Silly us. Kauai really does live up to the songs, & not only because of ubiquitous & colorful chickens. This 5 million year old lesson in volcanic erosion & sloowwwiiinnnnggggg down (gotta stick to 40 mph on the two lane island roads) was oh-so-needed, & in time, welcomed…irrespective of torrential rain, R’s bad cold, comings & goings, & omg do we really have to fly home today?? & it wasn’t hot (a comfortable 70-75 F the whole time), it wasn’t humid (if you don’t count the downpour dampness), it was terrific to have a conveniently located & comfortable home to sleep & create random refrigerator meals in (e.g., an especially yummy homegrown avocado, snow pea & cucumber salad), we loved the family time (of course), & why had we thought slipping & sliding down muddy trails to new beaches wouldn’t be wonderful? The house even offered up a well-worn copy of The Autobiography of Charles Darwin 1809-1882 as a serendipitously fun read (along with Moloka’i by Alan Brennert, lent to me by my good friend Tom). Two books in one week – that counts as a real vacation.

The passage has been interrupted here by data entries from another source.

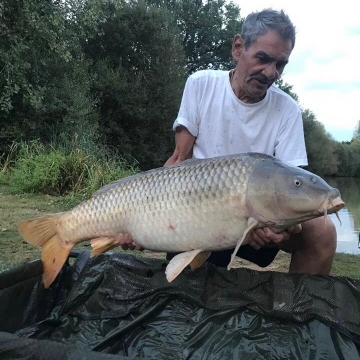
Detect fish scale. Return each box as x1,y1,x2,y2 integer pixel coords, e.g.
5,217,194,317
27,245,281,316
59,155,253,251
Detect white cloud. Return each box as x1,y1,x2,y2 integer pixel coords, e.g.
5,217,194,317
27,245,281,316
232,0,360,141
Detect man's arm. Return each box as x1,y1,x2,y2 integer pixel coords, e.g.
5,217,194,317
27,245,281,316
164,126,196,166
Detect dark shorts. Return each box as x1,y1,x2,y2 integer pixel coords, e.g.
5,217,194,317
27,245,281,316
166,245,279,268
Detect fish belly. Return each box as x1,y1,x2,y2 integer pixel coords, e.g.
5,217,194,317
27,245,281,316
126,197,249,252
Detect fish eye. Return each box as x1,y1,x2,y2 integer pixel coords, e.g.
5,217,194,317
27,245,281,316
294,179,302,187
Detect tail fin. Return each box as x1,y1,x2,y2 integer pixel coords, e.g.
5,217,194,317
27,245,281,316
18,215,58,246
41,234,72,288
18,215,73,288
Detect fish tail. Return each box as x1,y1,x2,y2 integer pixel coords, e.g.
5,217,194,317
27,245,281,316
18,214,73,288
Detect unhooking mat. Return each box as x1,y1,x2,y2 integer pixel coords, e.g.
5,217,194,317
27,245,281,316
0,250,359,359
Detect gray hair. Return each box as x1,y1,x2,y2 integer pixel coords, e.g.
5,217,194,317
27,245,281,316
241,9,296,49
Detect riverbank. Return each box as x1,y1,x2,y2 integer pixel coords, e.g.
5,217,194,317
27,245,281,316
1,184,359,278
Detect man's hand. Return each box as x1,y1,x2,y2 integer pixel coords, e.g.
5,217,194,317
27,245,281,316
249,224,302,250
117,233,143,251
164,126,195,166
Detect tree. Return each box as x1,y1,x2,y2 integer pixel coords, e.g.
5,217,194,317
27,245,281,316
352,120,360,142
275,78,299,102
146,0,243,74
82,0,187,169
335,142,360,177
0,0,99,154
350,121,360,176
302,109,338,176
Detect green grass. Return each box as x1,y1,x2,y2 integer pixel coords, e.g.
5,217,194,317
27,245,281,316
0,184,73,271
4,140,137,196
331,253,360,279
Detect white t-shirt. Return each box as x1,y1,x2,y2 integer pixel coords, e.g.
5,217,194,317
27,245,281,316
172,70,308,167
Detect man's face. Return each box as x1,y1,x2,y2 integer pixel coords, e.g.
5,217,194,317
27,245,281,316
232,30,293,102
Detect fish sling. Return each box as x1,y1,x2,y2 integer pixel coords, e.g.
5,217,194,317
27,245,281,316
18,153,344,288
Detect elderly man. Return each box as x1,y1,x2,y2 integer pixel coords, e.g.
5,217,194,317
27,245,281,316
123,8,337,275
163,8,337,275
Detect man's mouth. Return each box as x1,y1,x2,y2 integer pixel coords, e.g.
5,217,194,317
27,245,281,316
250,76,273,85
256,79,268,85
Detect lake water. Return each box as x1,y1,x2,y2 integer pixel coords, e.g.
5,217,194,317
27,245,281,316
325,177,360,254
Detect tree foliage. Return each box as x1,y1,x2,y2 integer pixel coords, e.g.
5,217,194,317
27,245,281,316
81,0,187,168
335,142,360,177
0,0,186,169
353,120,360,142
0,0,359,177
146,0,243,74
275,78,299,102
328,120,360,177
302,109,338,176
300,112,360,177
0,0,99,151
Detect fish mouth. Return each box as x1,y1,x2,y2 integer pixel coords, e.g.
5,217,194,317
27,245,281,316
319,196,345,214
318,195,345,225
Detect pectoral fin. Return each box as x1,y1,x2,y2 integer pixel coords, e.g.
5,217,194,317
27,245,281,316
227,217,260,270
90,237,120,256
189,251,212,271
166,249,210,282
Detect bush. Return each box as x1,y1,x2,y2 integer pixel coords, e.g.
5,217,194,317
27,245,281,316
7,140,138,195
10,150,66,194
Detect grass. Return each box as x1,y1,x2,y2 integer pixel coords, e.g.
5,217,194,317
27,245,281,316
331,253,360,279
0,184,359,279
237,251,360,279
4,140,137,196
0,184,68,271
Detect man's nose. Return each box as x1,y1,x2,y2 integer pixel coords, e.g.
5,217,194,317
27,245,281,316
262,63,279,80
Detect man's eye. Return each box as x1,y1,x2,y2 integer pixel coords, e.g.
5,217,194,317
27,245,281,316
276,62,287,70
257,57,269,64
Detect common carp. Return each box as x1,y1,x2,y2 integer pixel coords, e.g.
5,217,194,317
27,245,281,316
18,153,344,288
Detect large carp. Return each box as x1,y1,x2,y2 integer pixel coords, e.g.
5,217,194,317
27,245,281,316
18,153,344,288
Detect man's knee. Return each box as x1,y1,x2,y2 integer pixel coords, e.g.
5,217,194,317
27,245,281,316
286,216,338,275
281,216,337,255
301,216,337,254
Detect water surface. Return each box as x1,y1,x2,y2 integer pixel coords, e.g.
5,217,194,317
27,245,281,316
325,177,360,254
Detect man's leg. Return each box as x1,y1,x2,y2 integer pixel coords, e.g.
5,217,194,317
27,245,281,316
281,216,337,275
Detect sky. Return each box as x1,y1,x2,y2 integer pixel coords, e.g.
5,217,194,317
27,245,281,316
232,0,360,142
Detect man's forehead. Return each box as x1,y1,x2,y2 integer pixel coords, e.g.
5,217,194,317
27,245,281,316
247,31,292,57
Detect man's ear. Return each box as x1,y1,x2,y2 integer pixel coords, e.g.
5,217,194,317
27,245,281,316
232,34,244,61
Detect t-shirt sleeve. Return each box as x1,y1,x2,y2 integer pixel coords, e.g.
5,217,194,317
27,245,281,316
275,106,308,167
172,75,200,137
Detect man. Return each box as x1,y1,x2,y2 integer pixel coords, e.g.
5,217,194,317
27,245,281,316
163,9,337,275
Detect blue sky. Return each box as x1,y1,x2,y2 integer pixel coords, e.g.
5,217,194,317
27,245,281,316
233,0,360,142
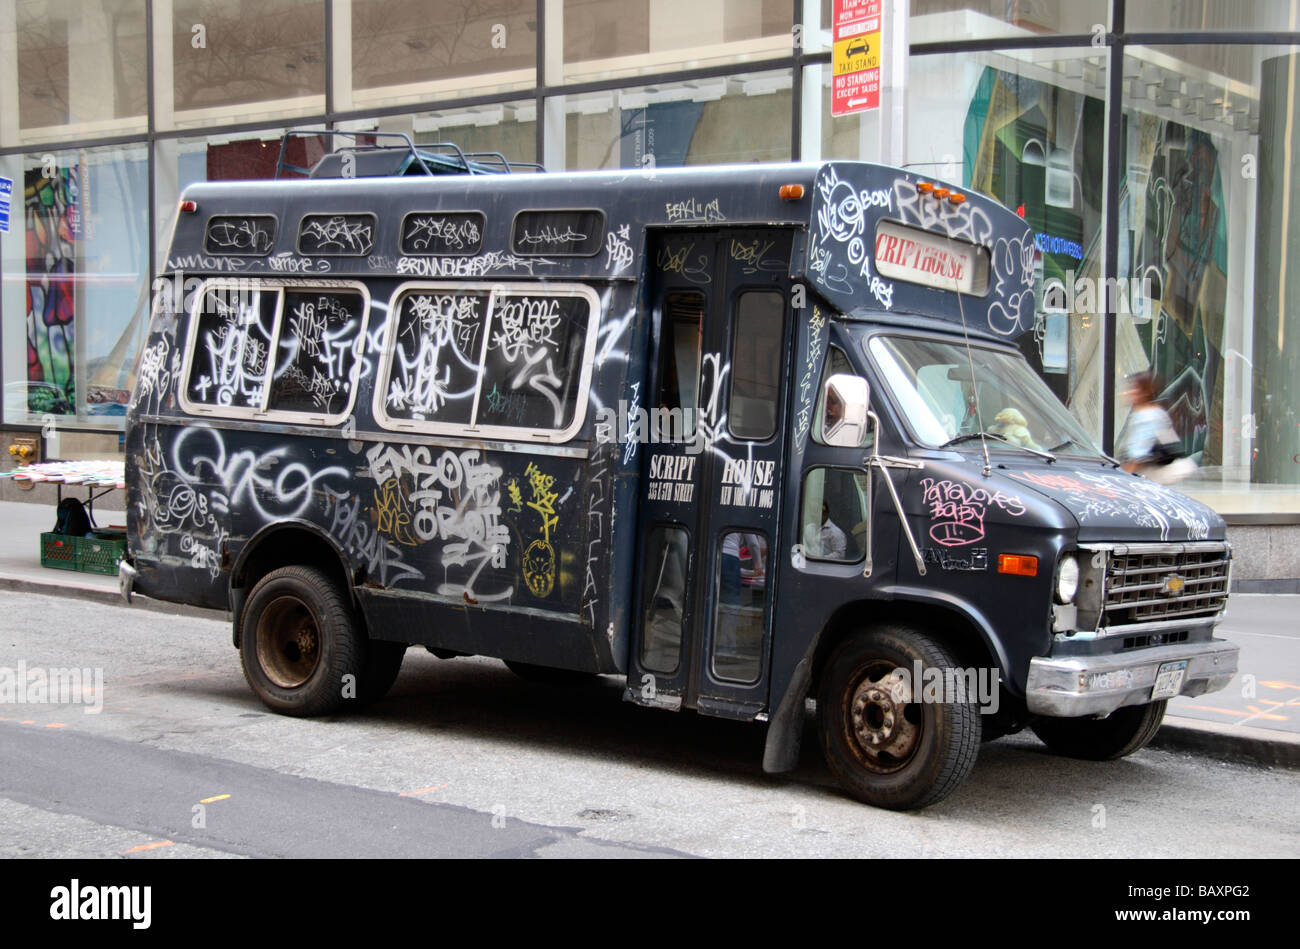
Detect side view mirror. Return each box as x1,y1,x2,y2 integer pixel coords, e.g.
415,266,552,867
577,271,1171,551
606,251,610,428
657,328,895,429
823,373,870,447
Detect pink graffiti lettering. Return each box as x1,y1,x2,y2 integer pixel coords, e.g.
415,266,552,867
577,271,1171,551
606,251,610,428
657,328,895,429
920,477,1026,547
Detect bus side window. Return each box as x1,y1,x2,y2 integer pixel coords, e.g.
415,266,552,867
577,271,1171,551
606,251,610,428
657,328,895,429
657,291,705,437
384,290,492,426
728,290,784,441
185,283,278,410
481,292,591,430
800,467,870,563
641,525,689,675
268,290,366,417
713,529,768,683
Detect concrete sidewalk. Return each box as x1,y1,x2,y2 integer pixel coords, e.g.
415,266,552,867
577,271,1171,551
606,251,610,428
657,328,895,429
0,496,1295,769
0,496,215,618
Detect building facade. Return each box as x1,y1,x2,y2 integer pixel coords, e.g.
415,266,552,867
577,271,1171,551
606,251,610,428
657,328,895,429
2,0,1298,579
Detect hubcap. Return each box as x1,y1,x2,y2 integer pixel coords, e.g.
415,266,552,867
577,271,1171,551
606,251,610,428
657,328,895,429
846,664,922,773
256,595,322,689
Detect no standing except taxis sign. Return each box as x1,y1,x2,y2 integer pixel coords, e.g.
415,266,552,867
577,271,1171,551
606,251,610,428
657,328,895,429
831,0,882,116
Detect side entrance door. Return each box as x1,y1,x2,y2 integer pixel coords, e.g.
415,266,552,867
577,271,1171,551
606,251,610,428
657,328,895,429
628,228,794,719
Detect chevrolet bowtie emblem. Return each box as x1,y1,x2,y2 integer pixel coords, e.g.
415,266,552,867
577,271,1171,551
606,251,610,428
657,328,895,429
1162,574,1186,596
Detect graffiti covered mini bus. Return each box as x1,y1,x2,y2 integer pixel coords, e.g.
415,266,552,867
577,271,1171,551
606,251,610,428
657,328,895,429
122,139,1239,809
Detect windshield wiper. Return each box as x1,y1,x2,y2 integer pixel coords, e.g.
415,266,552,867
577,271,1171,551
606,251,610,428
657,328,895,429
941,431,1058,462
1047,438,1120,466
940,432,992,448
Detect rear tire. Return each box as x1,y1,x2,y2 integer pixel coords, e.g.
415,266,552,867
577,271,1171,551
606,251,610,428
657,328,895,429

I love that Kauai is 5 million years old. Our ancestor primates were just starting to walk on their two hind legs about 5-6 mya. This juxtaposition of time – of being able to observe what 5 million years looks like on this dramatic island landscape – was very helpful to my ongoing process of trying to integrate scientific information with an all-too-human perception of life & time. 5 million years is new volcanoes becoming old ones, unimaginable & ongoing climate & sea level change, & a lot of teensy mutations to countless generations of hominins & all other living things. 5 million years from now Kauai will be gone, new Hawaiian islands will have spring up & gotten old, & as for humans…well, hard to know what we’ll be up to at that point, if we’re even still hanging around in this home solar system.
The last night of our visit, as we lay in utterly black & silent darkness beneath the shadow of Mount Wai’ale’ale, one of the neighborhood male members of Gallus gallus domesticus let loose with a serious crowing challenge. Over the next few minutes his fellow cocks joined in, each echoing the other in a joyful chorus weaving around the hills, eventually winding back to our local guy for the last word.
It was the song of the island, & we were finally able to understand at least some of its lovely lyrics.